Так он ходит из комнаты в комнату и тихо проклинает все изначальные недостатки дома и все мамины ошибки по части обстановки и обустройства. Войлочное ковровое покрытие на втором этаже, неуклюже расположенная ванная у входа и вся эта демонстративно модернистская пристройка. Плюс его собственные более или менее удачные попытки исправить ошибки – как будто это самого себя он пытался исправить. Конечно, далеко не все его попытки завершились триумфом – как, например, «этот проклятый фриз», который должен был быть сделан в его старой ванной, на заранее оговоренном расстоянии от потолка, но который из-за того, что режиссера не было дома, когда приходил «этот идиот-маляр», «без всяких на то оснований» приклеен теперь безо всякого отступа у самой штукатурки, и до сих пор это ужасно его раздражает.
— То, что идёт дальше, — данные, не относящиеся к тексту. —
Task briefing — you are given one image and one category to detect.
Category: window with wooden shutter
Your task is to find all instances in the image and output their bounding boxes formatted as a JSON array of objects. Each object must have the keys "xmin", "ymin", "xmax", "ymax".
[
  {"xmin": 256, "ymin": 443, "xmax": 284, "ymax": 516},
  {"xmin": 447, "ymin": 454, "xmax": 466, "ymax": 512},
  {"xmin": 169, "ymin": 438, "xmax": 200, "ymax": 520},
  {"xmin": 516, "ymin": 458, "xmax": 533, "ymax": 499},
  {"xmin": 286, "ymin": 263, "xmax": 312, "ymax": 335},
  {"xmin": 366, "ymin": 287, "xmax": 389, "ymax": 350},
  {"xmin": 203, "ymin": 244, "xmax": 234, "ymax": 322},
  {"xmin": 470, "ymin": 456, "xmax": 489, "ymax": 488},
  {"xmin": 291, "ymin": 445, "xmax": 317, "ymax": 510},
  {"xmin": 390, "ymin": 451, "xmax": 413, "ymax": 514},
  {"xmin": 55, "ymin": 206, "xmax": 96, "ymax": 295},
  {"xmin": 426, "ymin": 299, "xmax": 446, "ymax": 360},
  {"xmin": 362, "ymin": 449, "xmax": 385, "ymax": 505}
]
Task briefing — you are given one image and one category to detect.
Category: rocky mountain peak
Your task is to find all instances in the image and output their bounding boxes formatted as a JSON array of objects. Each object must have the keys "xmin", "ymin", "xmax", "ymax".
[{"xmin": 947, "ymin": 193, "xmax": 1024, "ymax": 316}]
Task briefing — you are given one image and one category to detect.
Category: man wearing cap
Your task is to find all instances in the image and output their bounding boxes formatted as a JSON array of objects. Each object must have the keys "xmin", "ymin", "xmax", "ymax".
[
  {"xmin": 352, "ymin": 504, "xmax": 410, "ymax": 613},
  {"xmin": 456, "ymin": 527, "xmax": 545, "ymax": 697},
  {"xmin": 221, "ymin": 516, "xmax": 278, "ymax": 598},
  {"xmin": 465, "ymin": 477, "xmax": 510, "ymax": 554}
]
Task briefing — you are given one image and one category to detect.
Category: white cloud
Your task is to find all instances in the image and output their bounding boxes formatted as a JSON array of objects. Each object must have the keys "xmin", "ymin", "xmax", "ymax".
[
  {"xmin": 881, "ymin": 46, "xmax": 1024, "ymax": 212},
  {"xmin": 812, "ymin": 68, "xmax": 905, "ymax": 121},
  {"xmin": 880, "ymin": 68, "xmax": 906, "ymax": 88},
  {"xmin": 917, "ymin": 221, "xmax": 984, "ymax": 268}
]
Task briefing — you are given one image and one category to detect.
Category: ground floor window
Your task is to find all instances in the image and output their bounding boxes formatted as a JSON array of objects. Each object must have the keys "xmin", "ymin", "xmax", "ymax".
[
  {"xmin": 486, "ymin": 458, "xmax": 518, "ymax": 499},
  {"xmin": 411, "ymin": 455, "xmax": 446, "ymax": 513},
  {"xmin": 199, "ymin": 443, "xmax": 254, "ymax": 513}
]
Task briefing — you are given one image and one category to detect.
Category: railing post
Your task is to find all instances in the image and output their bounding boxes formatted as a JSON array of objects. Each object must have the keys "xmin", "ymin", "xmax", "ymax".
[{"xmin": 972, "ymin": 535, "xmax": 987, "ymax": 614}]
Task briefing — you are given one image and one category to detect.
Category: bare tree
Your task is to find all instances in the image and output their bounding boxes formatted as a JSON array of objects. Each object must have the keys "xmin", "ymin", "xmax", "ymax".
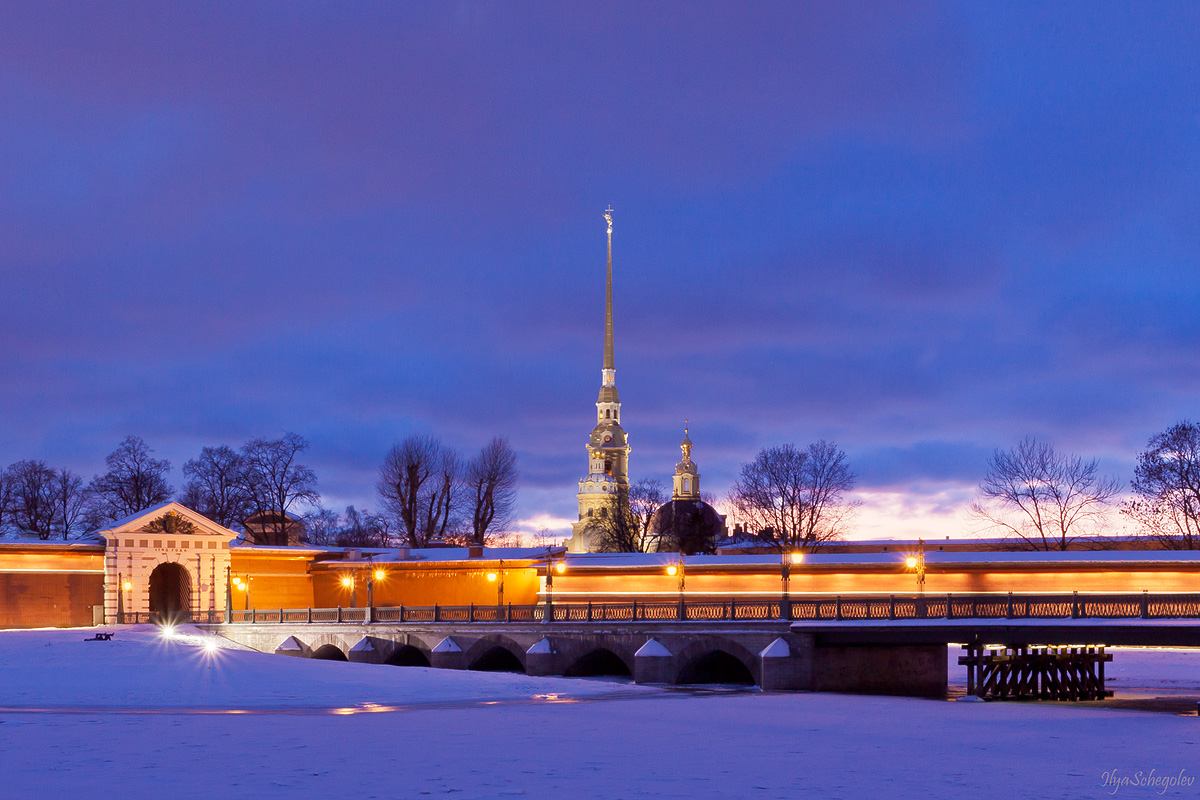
[
  {"xmin": 970, "ymin": 437, "xmax": 1118, "ymax": 551},
  {"xmin": 181, "ymin": 445, "xmax": 253, "ymax": 529},
  {"xmin": 5, "ymin": 461, "xmax": 59, "ymax": 539},
  {"xmin": 0, "ymin": 467, "xmax": 15, "ymax": 534},
  {"xmin": 51, "ymin": 469, "xmax": 89, "ymax": 540},
  {"xmin": 335, "ymin": 505, "xmax": 391, "ymax": 548},
  {"xmin": 240, "ymin": 433, "xmax": 320, "ymax": 545},
  {"xmin": 420, "ymin": 445, "xmax": 460, "ymax": 544},
  {"xmin": 1125, "ymin": 421, "xmax": 1200, "ymax": 549},
  {"xmin": 593, "ymin": 480, "xmax": 667, "ymax": 553},
  {"xmin": 378, "ymin": 435, "xmax": 460, "ymax": 547},
  {"xmin": 87, "ymin": 436, "xmax": 173, "ymax": 523},
  {"xmin": 729, "ymin": 440, "xmax": 858, "ymax": 551},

– Все эти ошибки и недостатки, – стонет он. – Все, чего я пытался достичь своими перестройками, – это немного выправить линии. Но оказалось, что это совершенно невозможно сделать в условиях старого дома, не стоило даже браться. Этот дом нужно снести и отстроить заново.
Мы проходим через бывшую гостиную семьи Триеров дальше, сквозь двойную дверь со стеклянной вставкой, в бывшую комнату его мамы. Маленькая комнатка, в которой Ингер Хест укрывалась после ужина, укладывалась на свою тахту, слушала радио и раскладывала пасьянсы. Часами.
– Иногда она разрешала мне полежать в углу под пледом. Но все равно всем понятно было, что главное тут пасьянс, – рассказывает Триер, указывая рукой на место, где раньше стояла тахта.
Зато, говорит он, отец никогда не отказывал ему в физическом контакте. Будучи ребенком, Ларс часто сидел у него на коленях. Мама тоже иногда его тискала, но гораздо, гораздо реже. Ингер Хест была человеком нервным. Темперамент соседствовал в ней с повышенным давлением, так что она пыталась всегда держать себя в руках и обычно ограничивалась тем, что выражала неудовольствие простым погружением в свои карты.
– Она постоянно говорила о своем повышенном давлении. Очень мученически. Каждый раз, когда я баловался или не слушался, мне говорили, что я сведу ее в могилу. Мы оба были ужасно вспыльчивыми, и я помню, что мне постоянно грозили тем, что у мамы взорвется сосуд в голове, если я выведу ее из себя.
В семье никогда не говорили о том, что Ингер Хест подвержена фобиям, но, став взрослым, Ларс фон Триер узнает ее симптомы в своих собственных.
– Она, например, никогда не ездила на лифте, ну и часами раскладывать пасьянсы – это, конечно, ярко выраженная мера по приглушению страха, которая, вообще говоря, смахивает на невроз навязчивых состояний.